Products from Quake-Hit Hokuriku Popular at Dept. Stores

Tokyo (Jiji Press)—Events at Japanese department stores to sell products from the country’s Hokuriku central region, hit hard by the Jan. 1 powerful earthquake, are attracting a flurry of shoppers.

Many people are visiting the events to support reconstruction, as part of the sales revenue will be delivered to areas affected by the 7.6-magnitude temblor, which measured up to 7, the highest level on Japan’s seismic intensity scale.

Keio Department Store Co.’s outlet in Tokyo’s Shinjuku district held a sales event for products from Ishikawa and Fukui prefectures, both in Hokuriku, for six days through last Monday.

The event was planned last year to celebrate the opening of a new section on the Hokuriku Shinkansen bullet train line, slated for March this year.

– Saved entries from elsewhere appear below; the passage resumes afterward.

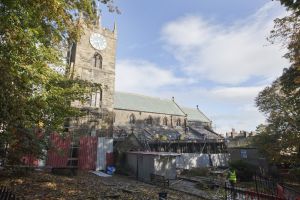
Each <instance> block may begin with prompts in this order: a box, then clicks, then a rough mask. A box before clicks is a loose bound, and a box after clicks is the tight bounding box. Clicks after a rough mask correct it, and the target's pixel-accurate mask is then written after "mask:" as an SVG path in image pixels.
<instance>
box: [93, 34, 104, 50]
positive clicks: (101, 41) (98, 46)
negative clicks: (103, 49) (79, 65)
mask: <svg viewBox="0 0 300 200" xmlns="http://www.w3.org/2000/svg"><path fill="white" fill-rule="evenodd" d="M90 43H91V45H92V46H93V47H94V48H95V49H97V50H103V49H105V48H106V46H107V43H106V39H105V37H104V36H103V35H101V34H99V33H92V35H91V37H90Z"/></svg>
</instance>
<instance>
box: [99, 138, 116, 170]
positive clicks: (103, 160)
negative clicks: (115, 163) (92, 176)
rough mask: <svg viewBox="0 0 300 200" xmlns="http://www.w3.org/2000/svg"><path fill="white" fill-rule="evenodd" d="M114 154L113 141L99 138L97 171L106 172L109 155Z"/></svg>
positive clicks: (109, 139)
mask: <svg viewBox="0 0 300 200" xmlns="http://www.w3.org/2000/svg"><path fill="white" fill-rule="evenodd" d="M112 152H113V139H110V138H104V137H99V138H98V145H97V159H96V160H97V162H96V170H105V169H106V165H107V158H106V155H107V153H112Z"/></svg>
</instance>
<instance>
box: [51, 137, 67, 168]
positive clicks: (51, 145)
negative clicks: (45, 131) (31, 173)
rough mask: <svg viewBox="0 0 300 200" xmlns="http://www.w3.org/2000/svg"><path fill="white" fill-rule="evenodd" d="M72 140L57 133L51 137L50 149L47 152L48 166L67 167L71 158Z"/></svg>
mask: <svg viewBox="0 0 300 200" xmlns="http://www.w3.org/2000/svg"><path fill="white" fill-rule="evenodd" d="M70 145H71V139H70V138H69V137H62V136H60V135H59V134H57V133H53V134H51V135H50V149H49V150H48V152H47V160H46V166H49V167H66V166H67V163H68V158H69V149H70Z"/></svg>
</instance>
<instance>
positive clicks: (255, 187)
mask: <svg viewBox="0 0 300 200" xmlns="http://www.w3.org/2000/svg"><path fill="white" fill-rule="evenodd" d="M254 180H255V189H256V194H257V200H259V191H258V188H257V177H256V173H255V174H254Z"/></svg>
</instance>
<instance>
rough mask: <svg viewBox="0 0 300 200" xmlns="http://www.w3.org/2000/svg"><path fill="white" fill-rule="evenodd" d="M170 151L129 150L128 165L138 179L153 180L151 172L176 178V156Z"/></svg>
mask: <svg viewBox="0 0 300 200" xmlns="http://www.w3.org/2000/svg"><path fill="white" fill-rule="evenodd" d="M179 155H180V154H176V153H170V152H127V156H126V157H127V158H126V162H127V166H128V167H129V168H130V170H131V172H132V173H134V174H135V175H136V178H137V179H138V180H141V181H144V182H150V181H151V174H154V175H159V176H163V177H165V179H169V180H173V179H176V157H177V156H179Z"/></svg>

Four business operators from the Noto region in Ishikawa, including a shop selling famous “Wajima-nuri” lacquerware, canceled their participation in the aftermath of the earthquake.

Still, the number of visitors was “more than expected,” a public relations official at Keio Department Store said.

Taiga Chida, 28, who sold “shishigashira” wooden lion masks at the event, said, “At a time when people related to Wajima-nuri are in a difficult situation, I want to help them as a fellow traditional craftsman.”

Hankyu Hanshin Department Stores Inc.’s flagship Hankyu Umeda store in the western city of Osaka held an annual event featuring products from Ishikawa from Jan. 11.

The store considered the possibility of canceling the event in the wake of the disaster, but eventually opted to hold it as scheduled, an official indicated.

“Customers cheered us up,” an official of a participating shop said.

Takashimaya Co.’s outlet in Yokohama, south of Tokyo, has decided hurriedly to sell traditional Japanese sweets using the “Notodainagon” red bean from the Noto region at a Valentine’s Day event from Thursday.

Isetan Mitsukoshi Holdings Ltd.’s Isetan store in Shinjuku will launch an event from Feb. 21 to sell Wajima-nuri products that escaped damage from the earthquake.

“I hope this event will be a first step for reconstruction,” said Haruhiko Daiku, 36, who will participate in the event. “I want many people to see the lacquerware that survived the disaster.”